The demise of the Bank of the United States set off a scramble to build new financial institutions to manage capital once held in the central bank’s accounts. One institution founded in 1812 was National City Bank of New York, which later became Citibank and eventually Citigroup.
Also founded in 1812 was Bank of America, which began with $6 million in capital, several times that of other banks. This New York-based institution would later be outpaced by rivals and by the early 20th century was a relatively small player. Then in 1928 it was absorbed into the growing empire of California banker Amadeo Giannini, who wanted a foothold on Wall Street and a name to suit his national ambitions.
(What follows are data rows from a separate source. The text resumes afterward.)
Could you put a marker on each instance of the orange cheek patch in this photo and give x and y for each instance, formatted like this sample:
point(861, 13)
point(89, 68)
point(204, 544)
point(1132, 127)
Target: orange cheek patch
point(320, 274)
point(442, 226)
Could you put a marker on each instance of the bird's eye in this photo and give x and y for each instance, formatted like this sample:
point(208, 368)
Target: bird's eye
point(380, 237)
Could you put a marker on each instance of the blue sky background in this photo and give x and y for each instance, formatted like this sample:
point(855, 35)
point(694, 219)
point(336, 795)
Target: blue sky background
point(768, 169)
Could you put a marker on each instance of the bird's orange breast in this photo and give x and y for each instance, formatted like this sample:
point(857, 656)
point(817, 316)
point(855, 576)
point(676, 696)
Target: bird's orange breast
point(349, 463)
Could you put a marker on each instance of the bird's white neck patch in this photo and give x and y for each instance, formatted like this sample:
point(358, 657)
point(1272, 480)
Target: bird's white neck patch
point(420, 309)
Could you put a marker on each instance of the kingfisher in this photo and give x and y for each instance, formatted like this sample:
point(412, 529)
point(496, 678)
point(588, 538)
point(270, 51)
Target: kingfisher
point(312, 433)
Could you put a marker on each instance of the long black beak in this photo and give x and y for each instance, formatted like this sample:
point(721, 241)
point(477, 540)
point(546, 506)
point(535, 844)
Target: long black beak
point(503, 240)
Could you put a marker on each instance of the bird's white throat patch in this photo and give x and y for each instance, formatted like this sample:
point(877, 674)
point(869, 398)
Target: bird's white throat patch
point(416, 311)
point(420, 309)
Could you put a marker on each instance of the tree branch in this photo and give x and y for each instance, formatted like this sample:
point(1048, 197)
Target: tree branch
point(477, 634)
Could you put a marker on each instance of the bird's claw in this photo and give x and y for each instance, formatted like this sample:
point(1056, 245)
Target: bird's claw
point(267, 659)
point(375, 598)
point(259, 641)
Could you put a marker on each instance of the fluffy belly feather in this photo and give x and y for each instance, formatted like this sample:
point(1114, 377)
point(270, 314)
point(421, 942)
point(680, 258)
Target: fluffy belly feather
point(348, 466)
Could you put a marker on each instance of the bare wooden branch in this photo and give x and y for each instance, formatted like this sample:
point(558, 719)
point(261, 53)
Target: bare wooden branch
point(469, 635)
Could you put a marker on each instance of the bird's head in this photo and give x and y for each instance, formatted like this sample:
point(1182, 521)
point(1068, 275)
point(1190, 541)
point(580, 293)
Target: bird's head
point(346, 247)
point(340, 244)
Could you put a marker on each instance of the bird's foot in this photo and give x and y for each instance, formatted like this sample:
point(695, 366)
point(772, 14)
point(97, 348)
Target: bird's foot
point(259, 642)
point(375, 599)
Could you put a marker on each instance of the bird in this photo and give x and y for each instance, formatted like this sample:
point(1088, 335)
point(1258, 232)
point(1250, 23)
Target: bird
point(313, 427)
Thus, the modern Bank of America was born.
When Alexander Hamilton died in 1804, he left behind substantial debts totaling over $50,000, which he had hoped to cover with future income from his law practice. Now, his wife and children faced the bleak prospect of having to sell their home and everything else they owned — and at distress prices, even this might not cover the debts.
Hamilton’s friend Governeur Morris set up a fund to help the family, collecting some $80,000, plus some land in Pennsylvania, from dozens of friends and supporters. This money went into a trust at the Bank of New York and was managed quietly on the family’s behalf. So quietly, in fact, that Hamilton’s kids did not know about the money for years, and the trust’s existence remained a secret from the public until the late 1930s.